This addresses a systematic error in software estimation practices, which is incremental as it builds on limited prior research to quantify a known cognitive bias effect.

The study investigated whether obsolete requirements bias software effort estimations, finding that their presence consistently triggers overestimation, with the effect being around twice the percentage of obsolete requirements included, though with a large credible interval.

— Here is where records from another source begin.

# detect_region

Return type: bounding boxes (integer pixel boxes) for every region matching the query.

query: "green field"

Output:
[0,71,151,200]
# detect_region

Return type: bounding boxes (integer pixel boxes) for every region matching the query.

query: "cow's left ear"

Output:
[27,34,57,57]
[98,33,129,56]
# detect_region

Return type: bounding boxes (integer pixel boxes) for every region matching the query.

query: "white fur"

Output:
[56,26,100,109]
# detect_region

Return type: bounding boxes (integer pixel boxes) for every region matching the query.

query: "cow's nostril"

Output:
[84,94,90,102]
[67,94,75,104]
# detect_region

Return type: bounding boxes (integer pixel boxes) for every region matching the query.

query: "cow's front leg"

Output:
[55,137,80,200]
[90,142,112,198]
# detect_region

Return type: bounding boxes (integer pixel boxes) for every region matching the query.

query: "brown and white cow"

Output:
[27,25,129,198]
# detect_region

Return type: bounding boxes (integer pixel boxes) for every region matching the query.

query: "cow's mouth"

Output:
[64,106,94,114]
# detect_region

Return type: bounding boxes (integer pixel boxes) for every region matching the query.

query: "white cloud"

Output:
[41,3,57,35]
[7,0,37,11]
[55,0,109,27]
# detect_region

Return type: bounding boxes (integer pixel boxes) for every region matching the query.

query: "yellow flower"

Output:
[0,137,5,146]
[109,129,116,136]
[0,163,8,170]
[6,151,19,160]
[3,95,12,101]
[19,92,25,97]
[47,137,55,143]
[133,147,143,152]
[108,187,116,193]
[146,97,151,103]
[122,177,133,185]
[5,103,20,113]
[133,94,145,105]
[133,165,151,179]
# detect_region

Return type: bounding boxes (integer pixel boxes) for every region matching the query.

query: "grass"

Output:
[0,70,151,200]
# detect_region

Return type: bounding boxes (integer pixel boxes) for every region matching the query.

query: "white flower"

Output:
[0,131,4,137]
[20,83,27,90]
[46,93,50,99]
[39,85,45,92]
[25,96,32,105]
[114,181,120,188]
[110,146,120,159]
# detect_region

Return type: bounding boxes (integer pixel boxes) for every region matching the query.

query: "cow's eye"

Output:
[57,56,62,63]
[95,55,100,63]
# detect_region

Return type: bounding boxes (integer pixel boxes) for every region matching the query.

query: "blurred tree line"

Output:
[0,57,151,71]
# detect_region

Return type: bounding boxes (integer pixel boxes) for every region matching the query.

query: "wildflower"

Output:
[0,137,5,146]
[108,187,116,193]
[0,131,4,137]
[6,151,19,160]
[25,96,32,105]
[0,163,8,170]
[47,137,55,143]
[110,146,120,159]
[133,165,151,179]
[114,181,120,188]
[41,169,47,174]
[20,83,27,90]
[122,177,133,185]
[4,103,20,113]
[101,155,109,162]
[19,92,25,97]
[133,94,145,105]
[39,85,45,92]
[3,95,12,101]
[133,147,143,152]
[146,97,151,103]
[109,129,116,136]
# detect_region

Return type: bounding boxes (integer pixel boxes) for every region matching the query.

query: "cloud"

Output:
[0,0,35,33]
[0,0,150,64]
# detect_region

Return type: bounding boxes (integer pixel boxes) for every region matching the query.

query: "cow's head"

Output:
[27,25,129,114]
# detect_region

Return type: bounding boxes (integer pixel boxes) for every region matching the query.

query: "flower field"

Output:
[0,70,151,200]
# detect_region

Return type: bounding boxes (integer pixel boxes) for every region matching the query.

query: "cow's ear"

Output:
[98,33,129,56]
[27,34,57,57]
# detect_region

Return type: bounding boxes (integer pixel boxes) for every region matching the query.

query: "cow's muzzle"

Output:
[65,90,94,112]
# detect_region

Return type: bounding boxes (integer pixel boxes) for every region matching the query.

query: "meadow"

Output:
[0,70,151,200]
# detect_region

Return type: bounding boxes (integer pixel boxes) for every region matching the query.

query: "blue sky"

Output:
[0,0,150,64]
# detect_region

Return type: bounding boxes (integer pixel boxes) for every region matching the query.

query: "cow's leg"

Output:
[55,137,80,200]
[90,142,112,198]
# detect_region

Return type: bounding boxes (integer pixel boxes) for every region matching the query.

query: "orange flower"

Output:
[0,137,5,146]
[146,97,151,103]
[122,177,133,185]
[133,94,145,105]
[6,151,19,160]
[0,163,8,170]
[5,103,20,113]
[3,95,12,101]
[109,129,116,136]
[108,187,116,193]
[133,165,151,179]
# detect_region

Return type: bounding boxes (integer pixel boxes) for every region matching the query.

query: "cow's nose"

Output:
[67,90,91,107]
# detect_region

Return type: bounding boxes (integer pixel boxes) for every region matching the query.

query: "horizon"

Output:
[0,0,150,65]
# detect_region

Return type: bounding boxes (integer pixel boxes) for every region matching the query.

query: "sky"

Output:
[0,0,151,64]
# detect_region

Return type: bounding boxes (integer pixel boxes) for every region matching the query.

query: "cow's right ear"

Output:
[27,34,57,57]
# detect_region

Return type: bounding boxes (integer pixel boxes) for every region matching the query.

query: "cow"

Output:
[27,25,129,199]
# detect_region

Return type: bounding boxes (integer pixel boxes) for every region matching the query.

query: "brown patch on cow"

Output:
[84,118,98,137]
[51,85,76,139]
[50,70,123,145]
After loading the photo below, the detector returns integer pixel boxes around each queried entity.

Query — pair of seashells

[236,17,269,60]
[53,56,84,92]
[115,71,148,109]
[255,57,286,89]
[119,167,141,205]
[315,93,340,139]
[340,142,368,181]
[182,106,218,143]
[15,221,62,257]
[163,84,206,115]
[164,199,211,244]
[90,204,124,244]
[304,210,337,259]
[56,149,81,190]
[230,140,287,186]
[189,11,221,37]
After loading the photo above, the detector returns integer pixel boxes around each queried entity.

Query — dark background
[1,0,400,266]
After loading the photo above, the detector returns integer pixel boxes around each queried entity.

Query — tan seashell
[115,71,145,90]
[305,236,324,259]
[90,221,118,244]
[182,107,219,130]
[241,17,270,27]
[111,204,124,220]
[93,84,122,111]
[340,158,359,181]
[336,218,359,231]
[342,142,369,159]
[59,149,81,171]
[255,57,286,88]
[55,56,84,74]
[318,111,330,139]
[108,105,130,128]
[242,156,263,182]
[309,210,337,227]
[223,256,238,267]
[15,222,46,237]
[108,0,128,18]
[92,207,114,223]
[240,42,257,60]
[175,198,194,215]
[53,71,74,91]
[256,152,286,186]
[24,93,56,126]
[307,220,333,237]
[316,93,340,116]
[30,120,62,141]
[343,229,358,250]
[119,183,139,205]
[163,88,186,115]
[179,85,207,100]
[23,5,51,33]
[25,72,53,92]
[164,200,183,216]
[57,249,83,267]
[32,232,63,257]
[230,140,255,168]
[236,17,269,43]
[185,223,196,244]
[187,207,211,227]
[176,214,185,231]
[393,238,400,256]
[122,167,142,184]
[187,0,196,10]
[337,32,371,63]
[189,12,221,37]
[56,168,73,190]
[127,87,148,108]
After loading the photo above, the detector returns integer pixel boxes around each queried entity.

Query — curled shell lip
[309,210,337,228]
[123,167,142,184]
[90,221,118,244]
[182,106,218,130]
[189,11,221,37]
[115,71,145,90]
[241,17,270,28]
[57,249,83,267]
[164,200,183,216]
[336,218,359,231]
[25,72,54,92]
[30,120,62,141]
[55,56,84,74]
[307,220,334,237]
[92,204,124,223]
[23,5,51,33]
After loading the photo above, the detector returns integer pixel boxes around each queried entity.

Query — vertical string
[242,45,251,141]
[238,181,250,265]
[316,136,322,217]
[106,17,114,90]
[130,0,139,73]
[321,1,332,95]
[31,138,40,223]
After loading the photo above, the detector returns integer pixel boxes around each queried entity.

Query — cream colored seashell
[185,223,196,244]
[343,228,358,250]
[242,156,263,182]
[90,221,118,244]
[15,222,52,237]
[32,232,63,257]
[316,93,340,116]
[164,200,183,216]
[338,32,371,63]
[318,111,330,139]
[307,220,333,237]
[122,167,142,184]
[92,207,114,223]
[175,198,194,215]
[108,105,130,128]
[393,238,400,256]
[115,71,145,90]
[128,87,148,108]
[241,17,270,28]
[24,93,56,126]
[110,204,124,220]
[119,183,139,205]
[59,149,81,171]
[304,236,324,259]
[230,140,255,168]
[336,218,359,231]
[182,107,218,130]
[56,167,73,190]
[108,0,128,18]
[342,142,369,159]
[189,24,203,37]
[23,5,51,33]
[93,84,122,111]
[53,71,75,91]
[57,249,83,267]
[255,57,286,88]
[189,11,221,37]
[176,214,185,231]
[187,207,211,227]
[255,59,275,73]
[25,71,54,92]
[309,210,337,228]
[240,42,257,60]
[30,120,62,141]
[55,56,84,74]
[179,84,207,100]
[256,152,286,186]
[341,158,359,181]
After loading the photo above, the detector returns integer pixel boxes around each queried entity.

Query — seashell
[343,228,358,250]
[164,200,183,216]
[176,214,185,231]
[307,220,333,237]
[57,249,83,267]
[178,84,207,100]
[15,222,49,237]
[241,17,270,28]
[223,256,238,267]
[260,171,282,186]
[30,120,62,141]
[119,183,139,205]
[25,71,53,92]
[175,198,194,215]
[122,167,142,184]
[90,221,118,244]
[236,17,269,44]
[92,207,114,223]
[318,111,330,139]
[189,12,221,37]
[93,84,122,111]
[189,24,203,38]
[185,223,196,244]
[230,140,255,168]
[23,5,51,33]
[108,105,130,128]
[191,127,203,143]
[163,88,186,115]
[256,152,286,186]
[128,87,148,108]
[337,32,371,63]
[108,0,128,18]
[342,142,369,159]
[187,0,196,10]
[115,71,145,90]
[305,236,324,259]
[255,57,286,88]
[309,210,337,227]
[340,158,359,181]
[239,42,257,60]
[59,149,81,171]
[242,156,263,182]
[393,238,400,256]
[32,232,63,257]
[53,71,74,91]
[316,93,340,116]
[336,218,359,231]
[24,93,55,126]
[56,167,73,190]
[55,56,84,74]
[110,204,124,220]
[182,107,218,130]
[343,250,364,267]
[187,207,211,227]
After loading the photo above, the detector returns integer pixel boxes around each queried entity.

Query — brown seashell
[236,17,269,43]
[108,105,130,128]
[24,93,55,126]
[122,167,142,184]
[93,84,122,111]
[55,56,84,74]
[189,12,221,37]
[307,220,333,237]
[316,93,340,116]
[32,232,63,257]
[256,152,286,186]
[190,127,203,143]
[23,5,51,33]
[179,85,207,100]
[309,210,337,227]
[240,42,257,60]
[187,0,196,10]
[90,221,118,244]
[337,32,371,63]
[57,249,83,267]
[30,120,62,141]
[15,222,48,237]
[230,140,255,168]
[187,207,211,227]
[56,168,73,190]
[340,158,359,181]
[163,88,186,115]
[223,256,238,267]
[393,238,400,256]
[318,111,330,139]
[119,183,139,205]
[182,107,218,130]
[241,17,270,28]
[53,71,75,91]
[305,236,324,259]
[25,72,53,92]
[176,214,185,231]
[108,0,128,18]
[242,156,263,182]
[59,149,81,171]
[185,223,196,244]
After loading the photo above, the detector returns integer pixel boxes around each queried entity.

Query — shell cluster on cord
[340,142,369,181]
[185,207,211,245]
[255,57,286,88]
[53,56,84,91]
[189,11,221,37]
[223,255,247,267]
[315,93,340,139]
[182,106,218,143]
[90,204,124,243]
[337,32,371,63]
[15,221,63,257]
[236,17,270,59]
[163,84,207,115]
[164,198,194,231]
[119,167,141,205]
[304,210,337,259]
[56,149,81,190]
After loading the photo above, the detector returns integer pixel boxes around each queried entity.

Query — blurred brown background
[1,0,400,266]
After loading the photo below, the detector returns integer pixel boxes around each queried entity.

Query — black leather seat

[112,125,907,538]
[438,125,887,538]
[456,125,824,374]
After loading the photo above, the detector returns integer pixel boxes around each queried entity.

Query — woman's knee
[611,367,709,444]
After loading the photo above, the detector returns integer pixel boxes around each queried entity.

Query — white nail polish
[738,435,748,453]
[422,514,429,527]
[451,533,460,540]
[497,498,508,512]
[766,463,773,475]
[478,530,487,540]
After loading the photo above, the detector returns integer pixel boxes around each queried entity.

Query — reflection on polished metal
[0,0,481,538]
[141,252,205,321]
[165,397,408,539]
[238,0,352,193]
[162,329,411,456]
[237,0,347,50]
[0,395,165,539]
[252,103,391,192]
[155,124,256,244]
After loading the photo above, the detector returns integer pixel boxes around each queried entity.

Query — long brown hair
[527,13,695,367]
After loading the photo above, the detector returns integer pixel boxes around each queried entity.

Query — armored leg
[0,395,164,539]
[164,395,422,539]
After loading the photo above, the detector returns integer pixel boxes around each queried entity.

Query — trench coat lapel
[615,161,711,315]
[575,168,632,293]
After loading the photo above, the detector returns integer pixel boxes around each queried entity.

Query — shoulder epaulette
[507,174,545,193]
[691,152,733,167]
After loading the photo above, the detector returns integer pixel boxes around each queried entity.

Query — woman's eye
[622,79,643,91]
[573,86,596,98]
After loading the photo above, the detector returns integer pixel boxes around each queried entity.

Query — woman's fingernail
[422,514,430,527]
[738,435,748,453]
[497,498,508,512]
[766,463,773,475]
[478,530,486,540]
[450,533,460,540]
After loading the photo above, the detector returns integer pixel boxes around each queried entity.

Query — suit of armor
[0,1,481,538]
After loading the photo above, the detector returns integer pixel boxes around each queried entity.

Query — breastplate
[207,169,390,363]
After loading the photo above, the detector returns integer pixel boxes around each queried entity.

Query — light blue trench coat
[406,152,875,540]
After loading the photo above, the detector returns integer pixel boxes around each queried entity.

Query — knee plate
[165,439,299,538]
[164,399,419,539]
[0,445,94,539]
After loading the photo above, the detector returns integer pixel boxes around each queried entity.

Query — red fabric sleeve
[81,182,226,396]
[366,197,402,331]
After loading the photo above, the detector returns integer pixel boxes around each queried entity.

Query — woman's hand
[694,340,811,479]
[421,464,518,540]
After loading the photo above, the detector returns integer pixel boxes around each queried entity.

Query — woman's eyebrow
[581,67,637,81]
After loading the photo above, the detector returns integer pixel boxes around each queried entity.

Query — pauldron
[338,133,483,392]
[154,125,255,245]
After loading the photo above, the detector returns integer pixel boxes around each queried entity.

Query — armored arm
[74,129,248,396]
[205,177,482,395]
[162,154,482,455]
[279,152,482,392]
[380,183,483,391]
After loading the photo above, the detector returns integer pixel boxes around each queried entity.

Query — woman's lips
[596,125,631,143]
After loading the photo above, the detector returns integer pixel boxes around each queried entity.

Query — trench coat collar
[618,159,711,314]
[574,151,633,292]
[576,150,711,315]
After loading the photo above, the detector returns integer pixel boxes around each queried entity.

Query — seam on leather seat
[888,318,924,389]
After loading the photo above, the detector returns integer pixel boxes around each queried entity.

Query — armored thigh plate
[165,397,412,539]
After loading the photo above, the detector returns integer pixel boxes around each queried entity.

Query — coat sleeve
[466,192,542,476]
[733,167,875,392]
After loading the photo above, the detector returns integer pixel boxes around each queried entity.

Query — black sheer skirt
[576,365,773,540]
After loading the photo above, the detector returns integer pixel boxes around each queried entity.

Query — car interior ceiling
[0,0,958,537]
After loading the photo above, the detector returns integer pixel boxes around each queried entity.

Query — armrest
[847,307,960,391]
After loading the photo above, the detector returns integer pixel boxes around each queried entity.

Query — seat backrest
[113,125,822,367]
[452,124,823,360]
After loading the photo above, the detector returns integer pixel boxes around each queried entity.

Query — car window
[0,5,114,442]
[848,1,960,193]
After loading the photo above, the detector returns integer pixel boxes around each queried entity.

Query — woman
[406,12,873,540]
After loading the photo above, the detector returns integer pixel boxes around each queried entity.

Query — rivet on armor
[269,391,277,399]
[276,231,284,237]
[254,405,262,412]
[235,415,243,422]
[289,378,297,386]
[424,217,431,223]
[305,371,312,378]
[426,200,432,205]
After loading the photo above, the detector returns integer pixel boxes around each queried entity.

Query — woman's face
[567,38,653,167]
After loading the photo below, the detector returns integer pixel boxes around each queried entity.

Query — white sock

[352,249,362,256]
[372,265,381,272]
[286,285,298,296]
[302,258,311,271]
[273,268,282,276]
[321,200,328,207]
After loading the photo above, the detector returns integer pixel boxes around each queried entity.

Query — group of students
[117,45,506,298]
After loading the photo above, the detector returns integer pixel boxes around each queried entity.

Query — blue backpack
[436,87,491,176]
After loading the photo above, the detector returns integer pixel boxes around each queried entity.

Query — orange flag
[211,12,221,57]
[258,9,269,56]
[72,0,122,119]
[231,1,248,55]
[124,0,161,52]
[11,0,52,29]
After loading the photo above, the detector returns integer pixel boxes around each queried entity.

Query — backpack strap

Context: Expert judgement is a common method for software effort estimations in practice today. Estimators are often shown extra obsolete requirements together with the real ones to be implemented. Only one previous study has been conducted on if such practices bias the estimations. Objective: We conducted six experiments with both students and practitioners to study, and quantify, the effects of obsolete requirements on software estimation. Method By conducting a family of six experiments using both students and practitioners as research subjects (N = 461), and by using a Bayesian Data Analysis approach, we investigated different aspects of this effect. We also argue for, and show an example of, how we by using a Bayesian approach can be more confident in our results and enable further studies with small sample sizes. Results: We found that the presence of obsolete requirements triggered an overestimation in effort across all experiments. The effect, however, was smaller in a field setting compared to using students as subjects. Still, the over-estimations triggered by the obsolete requirements were systematically around twice the percentage of the included obsolete ones, but with a large 95% credible interval. Conclusions: The results have implications for both research and practice in that the found systematic error should be accounted for in both studies on software estimation and, maybe more importantly, in estimation practices to avoid over-estimation due to this systematic error. We partly explain this error to be stemming from the cognitive bias of anchoring-and-adjustment, i.e. the obsolete requirements anchored a much larger software. However, further studies are needed in order to accurately predict this effect.